5. Use the data to improve practice. Most practices reported feeling humbled when they first reviewed their performance data. The quality, timeliness and validity of the data were often initially challenged. For example, physicians may question whether the data being tracked and reported are truly relevant to improving clinical outcomes or whether they are just the easiest to measure. Similarly, they may argue that while some data points are solely under the control of the provider (e.g., prescribing an ACE inhibitor), other data points rely solely on the patient (e.g., how often they check their blood sugar).
However, once the clinicians accepted the measures and the results, practices started making changes that improved care processes, such as using disease-specific flow sheets, patient registries or patient goal-setting techniques. These changes then contributed to team building and office esprit de corps.
Practices can review national benchmarks from the National Committee for Quality Assurance web site (http://www.ncqa.org/tabid/334/Default.aspx) and compare them to office-level performance data. Several practices in our study actually posted their quality data in their waiting rooms for patients and staff to see.
The bottom line: Should you participate?
To answer this question you must balance anticipated costs with potential gains. The principal issues to consider are presented in the table "Issues to consider in deciding whether to participate in a quality-reporting program."
Most of the practices studied felt that despite some disadvantages, particularly in the early phases of participation, the improvements in staff morale, provider efficiency and patient engagement shifted the balance in favor of participation in quality-reporting programs. This was true even though program costs tended to exceed reimbursements and workloads were higher than anticipated. The one program that a few practices opted to discontinue was PQRI, as the work and frustration associated with participating did not pass the “worth it” test. However, this program has evolved since its inception in 2007 and has simplified and expanded its data reporting options based on provider feedback.
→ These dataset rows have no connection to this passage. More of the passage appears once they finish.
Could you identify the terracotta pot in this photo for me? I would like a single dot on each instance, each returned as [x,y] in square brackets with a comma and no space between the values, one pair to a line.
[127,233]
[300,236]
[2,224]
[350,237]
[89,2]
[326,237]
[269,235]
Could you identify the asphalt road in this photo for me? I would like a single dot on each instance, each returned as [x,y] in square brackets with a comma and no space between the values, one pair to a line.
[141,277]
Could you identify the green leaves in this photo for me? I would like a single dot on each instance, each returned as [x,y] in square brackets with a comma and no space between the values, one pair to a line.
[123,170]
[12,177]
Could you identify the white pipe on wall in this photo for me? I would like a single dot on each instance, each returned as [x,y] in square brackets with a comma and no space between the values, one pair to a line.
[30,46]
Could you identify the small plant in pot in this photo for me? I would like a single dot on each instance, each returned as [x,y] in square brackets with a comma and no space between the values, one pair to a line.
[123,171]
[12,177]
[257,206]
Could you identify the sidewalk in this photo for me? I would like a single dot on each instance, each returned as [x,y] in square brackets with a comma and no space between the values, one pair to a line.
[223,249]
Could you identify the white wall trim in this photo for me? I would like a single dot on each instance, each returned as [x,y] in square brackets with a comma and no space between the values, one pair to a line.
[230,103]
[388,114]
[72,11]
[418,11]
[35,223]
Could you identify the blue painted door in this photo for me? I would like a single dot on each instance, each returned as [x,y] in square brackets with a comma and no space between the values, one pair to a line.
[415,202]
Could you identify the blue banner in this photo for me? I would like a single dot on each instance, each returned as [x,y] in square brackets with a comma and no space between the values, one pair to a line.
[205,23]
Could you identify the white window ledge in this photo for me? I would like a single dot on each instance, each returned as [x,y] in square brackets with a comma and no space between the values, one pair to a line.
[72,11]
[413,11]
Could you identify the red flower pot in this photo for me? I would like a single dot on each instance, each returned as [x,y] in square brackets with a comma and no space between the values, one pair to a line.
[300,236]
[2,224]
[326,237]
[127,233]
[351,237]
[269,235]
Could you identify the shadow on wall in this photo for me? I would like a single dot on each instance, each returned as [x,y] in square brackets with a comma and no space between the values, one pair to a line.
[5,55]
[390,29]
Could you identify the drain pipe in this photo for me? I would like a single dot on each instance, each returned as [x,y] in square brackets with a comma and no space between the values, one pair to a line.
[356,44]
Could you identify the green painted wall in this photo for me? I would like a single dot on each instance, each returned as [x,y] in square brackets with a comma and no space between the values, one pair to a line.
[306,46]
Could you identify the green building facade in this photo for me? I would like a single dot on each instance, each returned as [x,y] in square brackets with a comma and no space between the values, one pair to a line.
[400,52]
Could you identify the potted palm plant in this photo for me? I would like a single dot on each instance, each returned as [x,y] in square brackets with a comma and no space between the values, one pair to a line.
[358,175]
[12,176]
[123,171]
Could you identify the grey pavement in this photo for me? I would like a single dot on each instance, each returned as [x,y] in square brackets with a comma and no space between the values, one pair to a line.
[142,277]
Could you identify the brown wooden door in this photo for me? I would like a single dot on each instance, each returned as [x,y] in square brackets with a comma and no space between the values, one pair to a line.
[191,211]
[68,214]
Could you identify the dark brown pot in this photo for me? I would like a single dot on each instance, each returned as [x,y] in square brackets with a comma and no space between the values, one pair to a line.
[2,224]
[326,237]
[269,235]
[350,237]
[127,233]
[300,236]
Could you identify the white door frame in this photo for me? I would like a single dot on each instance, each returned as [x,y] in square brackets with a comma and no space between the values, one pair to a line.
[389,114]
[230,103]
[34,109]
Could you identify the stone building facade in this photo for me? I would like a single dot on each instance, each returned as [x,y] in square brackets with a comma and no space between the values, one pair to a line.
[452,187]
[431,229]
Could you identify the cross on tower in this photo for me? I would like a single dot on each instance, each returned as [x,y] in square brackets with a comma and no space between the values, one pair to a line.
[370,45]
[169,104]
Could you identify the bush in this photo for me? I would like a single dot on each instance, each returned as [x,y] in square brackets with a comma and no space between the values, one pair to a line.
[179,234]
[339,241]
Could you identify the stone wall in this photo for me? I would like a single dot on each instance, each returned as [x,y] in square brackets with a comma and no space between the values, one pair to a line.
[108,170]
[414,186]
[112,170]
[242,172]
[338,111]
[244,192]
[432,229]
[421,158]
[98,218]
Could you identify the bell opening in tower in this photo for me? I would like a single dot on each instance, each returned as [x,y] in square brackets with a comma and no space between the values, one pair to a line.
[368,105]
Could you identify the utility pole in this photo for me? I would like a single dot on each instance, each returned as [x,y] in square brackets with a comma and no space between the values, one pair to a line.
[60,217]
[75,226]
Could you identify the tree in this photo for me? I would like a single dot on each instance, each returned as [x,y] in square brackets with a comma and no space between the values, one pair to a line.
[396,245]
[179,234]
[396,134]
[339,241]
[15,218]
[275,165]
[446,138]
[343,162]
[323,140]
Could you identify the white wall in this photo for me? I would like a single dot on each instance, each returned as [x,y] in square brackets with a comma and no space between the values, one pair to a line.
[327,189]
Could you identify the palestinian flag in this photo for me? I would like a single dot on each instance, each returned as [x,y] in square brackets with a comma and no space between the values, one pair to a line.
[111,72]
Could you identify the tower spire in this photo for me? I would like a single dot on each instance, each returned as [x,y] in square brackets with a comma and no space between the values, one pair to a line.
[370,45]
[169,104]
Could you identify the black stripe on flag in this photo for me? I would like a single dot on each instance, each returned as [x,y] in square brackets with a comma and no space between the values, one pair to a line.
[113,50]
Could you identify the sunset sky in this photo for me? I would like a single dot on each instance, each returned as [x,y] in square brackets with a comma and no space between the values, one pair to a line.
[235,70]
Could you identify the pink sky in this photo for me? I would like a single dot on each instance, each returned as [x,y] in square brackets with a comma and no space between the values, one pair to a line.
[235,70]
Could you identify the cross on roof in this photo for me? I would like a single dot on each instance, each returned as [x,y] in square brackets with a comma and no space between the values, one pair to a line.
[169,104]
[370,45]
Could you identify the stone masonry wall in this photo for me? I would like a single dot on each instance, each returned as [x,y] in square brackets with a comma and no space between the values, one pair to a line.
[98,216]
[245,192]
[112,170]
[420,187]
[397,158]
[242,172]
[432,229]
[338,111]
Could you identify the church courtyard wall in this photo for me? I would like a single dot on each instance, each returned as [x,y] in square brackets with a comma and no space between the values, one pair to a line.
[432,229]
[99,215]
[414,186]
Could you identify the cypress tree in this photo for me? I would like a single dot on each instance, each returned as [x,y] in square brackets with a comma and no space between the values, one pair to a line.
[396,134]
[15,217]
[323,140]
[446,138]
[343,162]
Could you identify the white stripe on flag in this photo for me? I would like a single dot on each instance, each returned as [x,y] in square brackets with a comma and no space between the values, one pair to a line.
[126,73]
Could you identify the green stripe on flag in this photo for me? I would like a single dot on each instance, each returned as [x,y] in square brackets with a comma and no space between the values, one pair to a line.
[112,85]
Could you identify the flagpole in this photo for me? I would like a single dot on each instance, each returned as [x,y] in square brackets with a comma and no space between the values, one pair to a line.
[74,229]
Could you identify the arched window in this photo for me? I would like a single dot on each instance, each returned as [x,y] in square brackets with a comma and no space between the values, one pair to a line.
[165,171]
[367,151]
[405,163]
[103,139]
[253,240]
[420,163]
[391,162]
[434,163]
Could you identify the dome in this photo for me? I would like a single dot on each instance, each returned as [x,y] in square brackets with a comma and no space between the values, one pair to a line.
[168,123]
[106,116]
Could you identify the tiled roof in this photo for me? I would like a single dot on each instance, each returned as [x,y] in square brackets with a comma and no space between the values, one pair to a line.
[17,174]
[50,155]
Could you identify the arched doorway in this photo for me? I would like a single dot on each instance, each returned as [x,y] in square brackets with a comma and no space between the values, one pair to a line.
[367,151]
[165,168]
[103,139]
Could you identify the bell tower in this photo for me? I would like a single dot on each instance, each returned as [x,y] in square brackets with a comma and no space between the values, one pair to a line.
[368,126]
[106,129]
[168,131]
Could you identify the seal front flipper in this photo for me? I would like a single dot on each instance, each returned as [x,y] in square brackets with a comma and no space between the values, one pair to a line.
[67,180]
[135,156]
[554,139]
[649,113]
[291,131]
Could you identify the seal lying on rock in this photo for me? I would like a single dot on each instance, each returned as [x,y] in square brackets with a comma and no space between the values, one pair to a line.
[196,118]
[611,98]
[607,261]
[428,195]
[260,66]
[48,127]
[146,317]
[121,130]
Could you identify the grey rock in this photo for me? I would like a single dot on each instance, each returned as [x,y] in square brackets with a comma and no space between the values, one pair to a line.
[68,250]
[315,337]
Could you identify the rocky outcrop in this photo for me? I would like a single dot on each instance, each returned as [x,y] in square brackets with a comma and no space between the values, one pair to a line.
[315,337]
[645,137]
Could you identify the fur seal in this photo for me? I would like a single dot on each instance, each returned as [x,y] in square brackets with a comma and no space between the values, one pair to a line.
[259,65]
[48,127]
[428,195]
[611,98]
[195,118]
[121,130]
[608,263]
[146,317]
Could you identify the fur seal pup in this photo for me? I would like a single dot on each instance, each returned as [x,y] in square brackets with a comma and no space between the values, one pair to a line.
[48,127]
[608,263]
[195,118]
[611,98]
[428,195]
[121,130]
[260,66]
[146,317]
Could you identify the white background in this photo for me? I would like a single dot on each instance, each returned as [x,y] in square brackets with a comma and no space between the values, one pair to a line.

Given these changes, and the fact that providers who do not participate in the PQRI program by 2015 will face a penalty equal to 1.5-percent of their Medicare charges, it is likely that these study practices will renew their participation in the future.
As medical-board-certification requirements change, health information technologies continue to develop, and the patient-centered medical home and improved financing systems gain traction, the benefits of participating in quality-reporting programs – and the penalties for nonparticipation – are likely to increase. If your practice has not yet considered joining the movement, perhaps the time is now.